- #BEST VISUAL NOVELS FOR PEOPLE WHO DONT LIKE VISUAL NOVEL PC#
- #BEST VISUAL NOVELS FOR PEOPLE WHO DONT LIKE VISUAL NOVEL SERIES#
While the visuals of its blood soaked halls can make your toes curl, the real horror comes from the game's text and dialogue. Corpse PartyĪ disturbing tale of high school students fighting for survival in a hyper-violent school. Sweet Fuse offers up a fun story, and allows players to build a relationship with the six men Saki's trapped alongside, each resulting in a different ending. A walking, talking pig named Count Hogstein has taken the park hostage, and it's up to you to solve the puzzles strewn across its various attractions. Sweet Fuse: At Your SideĪs Saki Inafune, players navigate a theme park designed by her uncle, the one and only Keiji Inafune. Its the player's job to discover the culprit, lest they find the wrong person guilty and face the bear's wrath. A mechanical bear takes charge of the building, and forces its inhabitants to murder each other if they wish to escape. It throws players into a school, but the only lesson to learn here is survival. Released earlier this year, Danganronpa is a bizarre combination of humour and high school murder. One of the only games that takes the double screens of the DS and weaves it into the story. Navigating your way through all the endings is time consuming, but it's all worth it when you finally witness its true ending. Nine Hours, Nine Persons, Nine DoorsĪ late DS release that shocked me with the depth of its story.

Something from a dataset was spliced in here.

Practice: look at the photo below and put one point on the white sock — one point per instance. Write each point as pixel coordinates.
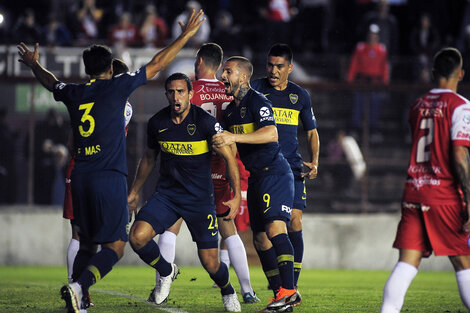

Its humourous script is without equal, and the twists and turns of its trials will keep you glued to your DS until the judge hands down his verdict. The game that introduced me to the genre, and the beginning of a trilogy that will stick in your head forever. Five Visual Novels You Have to Play Phoenix Wright: Ace Attorney With the genre unable to make its presence known in the West through a steady stream of releases, early standouts like Phoenix Wright and Professor Layton weren't enough to prove that visual novels were a bankable property. While visual novels thrive in their native land, the process of finding a publisher or group willing to localize these works is difficult.
#BEST VISUAL NOVELS FOR PEOPLE WHO DONT LIKE VISUAL NOVEL PC#
Even now, in the age of Steam, Japanese developed PC games have trouble in making their way over to North America. While the genre found itself on platforms like the Super Famicom and PlayStation, its first home was always on Japanese PCs.
How could the visual novel genre carve out a sizeable audience when our hardware generations are defined by the likes of Blast Processing and online multiplayer experiences? The North American market had already set itself up as a market where action reigned supreme. The people enjoying the games was certainly small in size, especially when considering the effort that goes into localization.
#BEST VISUAL NOVELS FOR PEOPLE WHO DONT LIKE VISUAL NOVEL SERIES#
Many games are lucky to have any plot at all, let alone a decent one, and yet the success of the Ace Attorney series hinged on players being enthralled by its tale.ĭespite the Ace Attorney series finding an audience in the West, it never seemed large enough to guarantee a localization for future installments. Here was a game that relied solely on the strength of its script to make an impression, a facet that is key to the genre. It wasn't until the release of Phoenix Wright: Ace Attorney for the Nintendo DS that I finally understood just what I had been missing. I had wondered for years just what it meant for a game to be little more than text on a screen. This little blurb about a game destined to never come to North America served as my introduction to the genre. I've been intrigued by visual novels ever since I first came across an Electronic Gaming Monthly preview of Silent Hill: Play Novel, a Japan exclusive launch title for the Game Boy Advance.